By Kylie Jordan
The idea of starting a workout regime can be scary, but there is an easy solution. Working out at home offers security, flexibility, and convenience in your routine that allows you to stay active.
Brayden Marlowe, a sophomore Exercise and Nutrition Science student at the University of Montevallo, says working out at home is a good alternative to working out in a gym. “Especially [for] people with busy lives, who are gone at work all day,” Marlowe said, “and when they do find time to work out, it is at night or in the morning at home.”
Working out at home is also more flexible for certain lifestyles. You get to regulate what time you work out at, what regimen you want to do, and it’s cheaper. “Not everyone can afford a gym membership with certain lifestyles,” Marlowe said.
There is also security in working out in the comfort of your own home. “There is a majority of people that do not like to workout in open gyms,” Marlowe explained. “You can do small things to fit into your life. It’s very beneficial.”
“You can do small things to fit into your life. It’s very beneficial.”
Brayden Marlowe
Learning proper form would be the biggest struggle working out by yourself at home. Marlowe said the best way to learn proper form is by repetition and dedication to your regimen at home until you get it right.
“You also have to watch videos and follow the people on social media that make multiple posts and describe form,” Marlowe said. “Even on YouTube, there’s a lot of great things that people break down how to get form and how to keep form.”
Here are the 5 ways to start working out at home.
1. Workout Challenges (Yoga/Pilates)
Workout challenges are a beginner’s guide to exercising at home. Workout challenges vary in length, whether you do a 14-day challenge, 30-day challenge, or 75-day challenge.
Workout challenges are also diverse in their content. There are yoga challenges on YouTube, cardio challenges on Pinterest, and sculpting with pilates challenges on Instagram that give you a range of content to choose from to make your new workout regimen at home something you can stick with.
Marlowe specifically mentions the Murph Challenge. It consists of a one-mile run, 100 pullups, 200 pushups, 300 squats, ending in another one-mile run. “I’ve done it before at home. It’s a challenge definitely. You try to do it in a specific time, but you do it just to do it,” Marlowe said.
If you want to buy equipment to workout at home, a yoga mat is a versatile tool you can use for almost every home workout.
2. Workout Videos
Without an instructor in a gym, you may seem lost when you begin. There are multiple workout videos online that you can follow to reach your fitness goals.
One great way to get started working out at home is through Nike Fitness on Netflix, Marlowe said. Nike Fitness on Netflix is a great example of working out at home with something you might already have, a Netflix subscription.
If you don’t have a Netflix subscription, Marlowe said there are still great videos on YouTube to follow along with an instructor.
3. Smaller Weights
Smaller weights up to 25 pounds are available at almost any store, like Target or Walmart, and are still effective in your at-home workout routine.

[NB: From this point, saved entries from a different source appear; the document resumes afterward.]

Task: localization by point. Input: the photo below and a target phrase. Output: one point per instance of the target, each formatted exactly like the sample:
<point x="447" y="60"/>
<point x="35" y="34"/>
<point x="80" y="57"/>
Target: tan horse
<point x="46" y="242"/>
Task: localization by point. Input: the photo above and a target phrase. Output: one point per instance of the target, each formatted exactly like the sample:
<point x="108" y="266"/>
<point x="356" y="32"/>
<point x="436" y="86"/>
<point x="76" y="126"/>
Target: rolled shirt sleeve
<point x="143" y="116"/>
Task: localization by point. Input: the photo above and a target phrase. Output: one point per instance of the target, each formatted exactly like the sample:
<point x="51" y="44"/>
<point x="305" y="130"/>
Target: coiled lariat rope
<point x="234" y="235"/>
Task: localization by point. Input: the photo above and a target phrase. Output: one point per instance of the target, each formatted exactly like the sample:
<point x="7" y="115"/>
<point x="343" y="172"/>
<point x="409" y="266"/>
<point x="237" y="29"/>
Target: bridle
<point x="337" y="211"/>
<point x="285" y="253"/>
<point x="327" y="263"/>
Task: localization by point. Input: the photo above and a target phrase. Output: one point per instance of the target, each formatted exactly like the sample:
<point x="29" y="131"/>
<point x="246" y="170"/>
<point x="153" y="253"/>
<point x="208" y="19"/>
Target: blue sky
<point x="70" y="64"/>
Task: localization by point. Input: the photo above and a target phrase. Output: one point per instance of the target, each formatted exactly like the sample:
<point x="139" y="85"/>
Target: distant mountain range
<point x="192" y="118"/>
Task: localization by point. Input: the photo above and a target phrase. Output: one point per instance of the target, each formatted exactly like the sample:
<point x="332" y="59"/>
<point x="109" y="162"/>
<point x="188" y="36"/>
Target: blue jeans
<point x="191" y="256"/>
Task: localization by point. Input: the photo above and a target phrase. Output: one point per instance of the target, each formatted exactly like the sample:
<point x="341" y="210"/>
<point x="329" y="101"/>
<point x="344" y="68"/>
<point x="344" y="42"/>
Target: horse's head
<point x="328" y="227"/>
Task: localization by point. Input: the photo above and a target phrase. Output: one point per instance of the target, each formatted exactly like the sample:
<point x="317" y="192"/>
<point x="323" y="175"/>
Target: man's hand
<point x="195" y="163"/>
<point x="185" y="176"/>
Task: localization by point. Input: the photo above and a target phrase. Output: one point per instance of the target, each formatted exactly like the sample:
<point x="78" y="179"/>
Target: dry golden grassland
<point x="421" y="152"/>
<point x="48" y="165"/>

Marlowe says they’re still beneficial, especially if you are trying to stay in shape without getting stronger. “Even if you are trying to get stronger, you can just do more reps which will lead to strength at some point,” Marlowe said. “It will take longer than if you were to use heavier weights, but there is no problem with it because not everyone is strong, even genetically.”
“If you use small weights and they are benefiting you, there is no problem with it,” Marlowe said.
4. Use Body Weight in Movements
When done correctly with proper form, body weight movements can be as effective for beginners as lifting weights. Exercises like squats, lunges, planks and pull-ups are examples of ways you can exercise with just body weight.
“Body weight movements can be good, but at the same time, they can do nothing once you hit a certain strength capacity,” Marlowe said. “It can be a very good starting point.”
People who do calisthenics use all body weight in their exercises to build large muscle groups. “People who do that are insanely strong,” Marlowe said.
Body weight movements, coupled with the smaller weights, is best for beginners working out at home.
5. Cardio at Home
For weight loss, cardio is a valuable tool and very easy to do at home. You can run up flights of stairs in your apartment, go on an outdoor walk or run, or jump rope to perform cardio at home.
“It can be something as simple as waking up in the morning and walking or going for a jog or even a run,” Marlowe said. “There’s no problem with that because that can start your day for you.”
Cardio is easiest to get into a routine, Marlowe said. “You wake up, run a mile, come back and shower, and then go to work.”
Another easy way to incorporate cardio at home is an ab workout. “You’re watching your TV shows and lay down and do crunches or planks. Something like that.”